Downpours, high winds and stormy seas are set to blight the holiday plans of thousands of UK tourists heading to Spain in the coming days. Popular destinations from the Canary islands to mainland Spain and the Balearics have all been hit by the adverse conditions in recent days. ..
Expats resident in Benidorm on the Costa Brava said the prolonged period of rain and winds is the worst for more than 20 years, while Majorca has also been hit by bead weather including snow flurries on high ground. But the good news is conditions are predicted to begin improving in the coming days as a mass influx of British visitors arrives for the Easter period.
A polar front will arrive in the region on Friday with a risk of snow down to 700 meters. The Aemet weather forecast agency stated: “April will begin with unpleasant winter weather: cold, snow, wind and rough seas.”
Minimum temperatures will range between 4C-14C –well shy of the usual values from the high teens C in the mainland and Balearics to the low 20s C in the Canary Islands. However, there is confidence that the sun will return in time for a bumper Easter period.
The April break is set to be the first major holiday season in Spain since the pandemic was declared more than two years ago. Hoteliers in Benidorm have expressed “confidence” after reporting positive booking figures for the upcoming season.
Many hotels are expected to reopen in the resort in time for the spring period, which is likely to be busy. There is similar optimism in the Balearics and Canaries.
However, some hotels are still reeling from a trucking strike which led to shortages of essential items, including building supplies to complete refurbishment schemes.
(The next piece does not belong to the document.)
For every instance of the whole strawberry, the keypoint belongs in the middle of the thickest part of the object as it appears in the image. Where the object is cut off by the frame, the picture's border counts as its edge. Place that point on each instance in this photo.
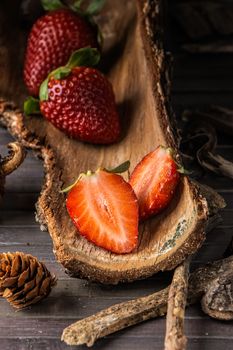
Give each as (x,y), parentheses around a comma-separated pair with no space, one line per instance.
(53,38)
(79,100)
(154,181)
Supermarkets are also rationing some essential items with shelves bare in some regions.
Many of the shortages have been blamed on the ongoing lorry drivers’ strike over soaring diesel prices, which began on March 14 and has restricted supplies of milk, flour, rice and other basic goods. ..
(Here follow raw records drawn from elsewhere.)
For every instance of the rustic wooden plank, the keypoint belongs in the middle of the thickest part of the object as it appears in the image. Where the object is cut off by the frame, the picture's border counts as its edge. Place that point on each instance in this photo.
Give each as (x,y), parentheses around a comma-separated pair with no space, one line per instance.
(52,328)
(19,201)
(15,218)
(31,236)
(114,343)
Meanwhile, Spain has extended its entry rules for UK arrivals until the end of April which means that visitors from the UK, who must either be fully vaccinated or have a valid recovery certificate. All over 18s must be fully vaccinated and can only enter within 270 days of their second jab, or if they have had a booster.
British teenagers aged between 12-17 can enter Spain if they are unvaccinated but will need a negative PCR test from the last 72 hours. Anyone traveling to Spain, regardless of vaccination status, will also be required to fill out a pre-travel form and obtain a QR code to allow entry to the country.